# Analyzing the CIA Factbook Data Using SQL

In this project, we'll query the data from the CIA World Factbook, a dataset which provides basic information on all of the countries on Earth.

First we connect to the database.

In [7]:
%%capture
%load_ext sql
%sql sqlite:///factbook.db

'Connected: None@factbook.db'

We then look at the different tables located in the database.

In [4]:
%%sql
SELECT *
FROM sqlite_master
WHERE type='table';

Done.


type,name,tbl_name,rootpage,sql
table,sqlite_sequence,sqlite_sequence,3,"CREATE TABLE sqlite_sequence(name,seq)"
table,facts,facts,47,"CREATE TABLE ""facts"" (""id"" INTEGER PRIMARY KEY AUTOINCREMENT NOT NULL, ""code"" varchar(255) NOT NULL, ""name"" varchar(255) NOT NULL, ""area"" integer, ""area_land"" integer, ""area_water"" integer, ""population"" integer, ""population_growth"" float, ""birth_rate"" float, ""death_rate"" float, ""migration_rate"" float)"

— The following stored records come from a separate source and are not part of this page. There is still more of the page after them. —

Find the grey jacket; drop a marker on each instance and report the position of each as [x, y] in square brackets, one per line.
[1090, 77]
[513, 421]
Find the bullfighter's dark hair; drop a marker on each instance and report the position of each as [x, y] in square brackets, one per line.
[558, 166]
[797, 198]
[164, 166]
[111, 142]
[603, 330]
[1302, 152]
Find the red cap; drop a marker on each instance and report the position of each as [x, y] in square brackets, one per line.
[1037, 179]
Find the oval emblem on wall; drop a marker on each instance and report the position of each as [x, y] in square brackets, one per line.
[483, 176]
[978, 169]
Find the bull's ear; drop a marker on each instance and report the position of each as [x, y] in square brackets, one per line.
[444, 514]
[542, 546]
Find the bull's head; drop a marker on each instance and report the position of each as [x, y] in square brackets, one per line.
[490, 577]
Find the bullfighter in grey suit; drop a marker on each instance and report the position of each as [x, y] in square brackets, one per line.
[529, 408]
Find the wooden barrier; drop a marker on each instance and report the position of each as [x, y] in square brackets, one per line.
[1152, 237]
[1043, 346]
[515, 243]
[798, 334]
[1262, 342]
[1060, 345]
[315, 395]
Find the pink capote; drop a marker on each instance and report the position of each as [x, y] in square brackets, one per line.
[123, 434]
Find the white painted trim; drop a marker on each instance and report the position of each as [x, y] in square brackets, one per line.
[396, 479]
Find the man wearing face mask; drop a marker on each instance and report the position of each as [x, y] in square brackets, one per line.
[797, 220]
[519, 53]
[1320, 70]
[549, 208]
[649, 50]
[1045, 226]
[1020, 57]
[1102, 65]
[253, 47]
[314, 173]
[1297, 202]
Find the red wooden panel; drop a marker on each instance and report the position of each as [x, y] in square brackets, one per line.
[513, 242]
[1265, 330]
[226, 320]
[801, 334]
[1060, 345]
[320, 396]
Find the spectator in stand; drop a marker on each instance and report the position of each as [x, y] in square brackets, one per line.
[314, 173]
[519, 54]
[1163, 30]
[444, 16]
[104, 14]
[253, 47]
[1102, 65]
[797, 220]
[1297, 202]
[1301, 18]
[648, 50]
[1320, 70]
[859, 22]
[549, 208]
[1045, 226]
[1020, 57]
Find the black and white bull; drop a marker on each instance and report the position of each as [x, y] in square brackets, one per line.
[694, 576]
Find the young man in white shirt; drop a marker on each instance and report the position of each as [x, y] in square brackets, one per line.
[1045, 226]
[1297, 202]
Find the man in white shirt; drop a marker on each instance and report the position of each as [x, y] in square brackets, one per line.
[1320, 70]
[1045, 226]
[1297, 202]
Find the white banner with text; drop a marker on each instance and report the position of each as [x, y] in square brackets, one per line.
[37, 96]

We can see that there are two different tables, 'sqlite_sequence' and 'facts'. We can see that 'facts' is the table with the data we want to query, so we will reference this table for the rest of the project.

Let's take a quick glimpse at the 'facts' table.

In [6]:
%%sql 
SELECT *
FROM facts
LIMIT 5

Done.


id,code,name,area,area_land,area_water,population,population_growth,birth_rate,death_rate,migration_rate
1,af,Afghanistan,652230,652230,0,32564342,2.32,38.57,13.89,1.51
2,al,Albania,28748,27398,1350,3029278,0.3,12.92,6.58,3.3
3,ag,Algeria,2381741,2381741,0,39542166,1.84,23.67,4.31,0.92
4,an,Andorra,468,468,0,85580,0.12,8.13,6.96,0.0
5,ao,Angola,1246700,1246700,0,19625353,2.78,38.78,11.49,0.46


We have 11 different variables. 
* name — the name of the country.
* area — the country's total area (both land and water).
* area_land — the country's land area in square kilometers.
* area_water — the country's water area in square kilometers.
* population — the country's population.
* population_growth — the country's population growth as a percentage.
* birth_rate — the country's birth rate, or the number of births per year per 1,000 people.
* death_rate — the country's death rate, or the number of death per year per 1,000 people.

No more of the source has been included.